What ALO can’t capture is…well, everything else about the show: the choking cloud of cigarette and weed smoke that rises up the instant the lights go down, Chris Kuroda’s extraordinary improvised light show, the way the band members are mostly still except for Trey’s excited bobbing up and down between songs, the startling number of tearful hugs exchanged between total strangers after an especially deep jam, the racial/cultural homogeneity of the crowd, the groovy black-market economy on ‘Shakedown Street’ in the lot before and after the show, the hiss of the nitrous tanks as a load of predatory cunts peddle their brain-killing wares, the hundreds and hundreds of glowsticks that shoot up into the air on climactic downbeats perfectly synchronized with the music, the way the crowd audibly deflates when Trey calls for one of his sentimental late ballads, the way 10,000 hearts swell to bursting as ‘Hood’ reaches its climax, the 20,000 fists in the air at the climax of Tweeprise, the outlandish costumes (often Phish-themed), the older folks with young kids dancing in the open space behind the soundboard, dervishes spinning seemingly for hours on 500ug of acid, deeply tanned wooks in homemade patchwork pants, wide-eyed high school girls in brand new (definitely not homemade) patchwork skirts, bikers, ravers, preppies, trustafarians, rastafarians, yoga instructors freshfaced after a midafternoon hike through the mountains, zzyzx with his clipboard writing down the exact length of every jam, Bertolet and his infernal tarp, Antelope Greg and his unpleasantly aggressive posse clinging to the same Page-side rail spot since the 90s, the Waterwheel Foundation table, the pins and posters and patches, the spilled beer, the useless beauty, the tiny coincidences and lucky meetings and long invisible waveforms cohering. And at the center, the music, which is both our obsessive focus and in a sense just the premise. You might not believe me but I swear, when the rite begins we’re so beautiful for one another.

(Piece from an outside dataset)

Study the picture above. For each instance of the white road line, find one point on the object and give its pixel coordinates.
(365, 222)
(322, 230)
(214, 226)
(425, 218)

And then the show ends and some of us go online to argue angrily about whether n00bs’ opinions about 2015 jams count, or whether anyone has a right to a rail spot, or whether intellection has any place in fan talk, or whether or not the MagnaBall ‘Prince Caspian’ should be notated in the setlist file with a full segue back into ‘Tweezer,’ or did they in fact tease ‘Fire on the Mountain’ that one time, or is Trey washed up, or is Trey ‘peaking,’ or is Umphrey’s McGee at all worthwhile, is the fandom sexist, can Phish actually play funk, should you sing along with quiet pretty songs, does the band’s decision to play on a beach in Mexico suck or rock, does the best of ‘Phish 3.0’ (oh god don’t ask) hold a candle to the band’s pre-hiatus best, do the inevitability of death and the inescapable second law of thermodynamics (which are maybe two translations of the same sentence?) not render all of this irrelevant, should Fishman endorse Bernie Sanders, is all this ever ‘jazz,’ can someone who didn’t attend the show review it, are we OK, will you be my friend, why is ecstasy resistant to analysis, why is this so hard, who’s got my New Year’s ticket, am I a real fan, is it safe to love strangely and irresponsibly, is my tape collection big enough to speak, is Phish ‘art,’ do they have a ‘project,’ what about Zappa, what about drugs, should I do the entire midwestern leg of tour, how will I pay for that, do I skip Alpine this year, why so many big words you pretentious jerk, did we come to this too late, what would we do without these pointless arguments…


It is, in short, a community within which some of us are able to make our own families (or not), built around an ecstatic ritual that’s both unusually intellectual in content and unusually (forgive me) hippie-ish and permissive in atmosphere, whose goal is radical transformation that’s ‘paradoxically’ both intensely private and joyfully shared. The shows go on about three to four hours over two sets and an encore, with most of the long jams in the second set; tickets are around $60, maybe? Honestly I never look at the price anymore. Either I have to go or I don’t go. It’s all about the music for me but not really. It’s church: a place to feel a spirit move within you, to be humbled. It’s a circus. Honestly it’s all a bit silly. See you when the lights go down.